Overriding staged secrets for Machines

The CI we have setup --stages secrets (the last one was staged on Nov 4) because rolling deploys (which setting secrets triggers) don’t quite work for our app (udns) with 40+ machine VMs.

These staged secrets were deployed today (Nov 7). And because those broke prod, I am trying to stage a new set of secrets without success. Is there a time limit to when staged secrets are deleted to allow for newer ones?

Right now, it seems like setting or staging secrets anew against the same key results in no-ops, and fly secrets list continues to show the older secret. No amount of deploys / m updates are making any difference.

# set just now
➜  fly secrets set TLS_CERTKEY=- < certkey -a udns --stage
Secrets have been staged, but not set on VMs. Deploy or update machines in this app for the secrets to take effect.

# shows older staged secret
➜  fly secrets list -a udns                               
NAME       	DIGEST          	CREATED AT           
TLS_CERTKEY	1757f45b147a02ef	2022-11-04T22:17:55Z	

# deploy or update
fly deploy --config fly.machines.toml -a udns --remote-only --strategy immediate --dockerfile ./node.Dockerfile

# shows older staged secret
➜  fly secrets list -a udns                               
NAME       	DIGEST          	CREATED AT           
TLS_CERTKEY	1757f45b147a02ef	2022-11-04T22:17:55Z	

I’m not able to reproduce this on a machines app.

nginx $ fly secrets set A=3 --stage
Secrets have been staged, but not set on VMs. Deploy or update machines in this app for the secrets to take effect.
nginx $ fly secrets list
NAME	DIGEST          	CREATED AT
A   	f0247b96459e8044	2s ago

nginx $ fly secrets set A=4 --stage
Secrets have been staged, but not set on VMs. Deploy or update machines in this app for the secrets to take effect.
nginx $ fly secrets list
NAME	DIGEST          	CREATED AT
A   	07e97d0e40ef95b6	3s ago

I too often see secrets set commands having no effect. One reproducible way I’ve found to trigger this error is setting a value that has been used before. So based on your example @jsierles I get:

$ fly secrets set A=3 --stage
Secrets have been staged, but not set on VMs. Deploy or update machines in this app for the secrets to take effect.
$ fly secrets list
NAME	DIGEST          	CREATED AT
A   	f0247b96459e8044	2s ago
$ fly secrets set A=4 --stage
Secrets have been staged, but not set on VMs. Deploy or update machines in this app for the secrets to take effect.
$ fly secrets list
NAME	DIGEST          	CREATED AT
A   	07e97d0e40ef95b6	3s ago
$ fly secrets set A=3 --stage
Secrets have been staged, but not set on VMs. Deploy or update machines in this app for the secrets to take effect.
$ fly secrets list
NAME	DIGEST          	CREATED AT
A   	07e97d0e40ef95b6	3s ago
$ fly secrets set A=4 --stage
Error No change detected to secrets. Skipping release.
1 Like

Interesting. Thanks for the repro. Will take a closer look!

1 Like

I believe we have a workaround in place for this now, can you give it another try?

2 Likes

Can’t reproduce anymore so I’d say that worked, thank you! Tests on my Terraform secrets PR passing now too :slight_smile:

1 Like

Hi Kurt,

Yes, it works now! Just deployed 50m ago. Thanks.

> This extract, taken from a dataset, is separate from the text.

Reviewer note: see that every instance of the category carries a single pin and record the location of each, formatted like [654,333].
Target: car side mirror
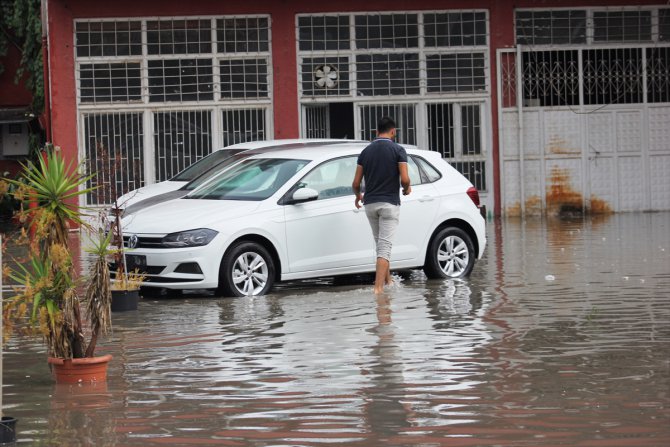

Btw, I monitored udns for on and off this entire week when it was kind of down (as in, zero customer traffic was routed to it), and without fail, Machines were being spun up consistently in multiple regions (and often times, the same Machine is spun immediately after it goes down with exit-code 0) but no requests were sent to it (the logs in our process indicate at this). Explains why our previous bill was $80+/mo (close to the maximum we could have paid for the 40-odd machines we were running). We send ~15% of the prod traffic to udns and serving it costs us 2x than what we pay our existing provider.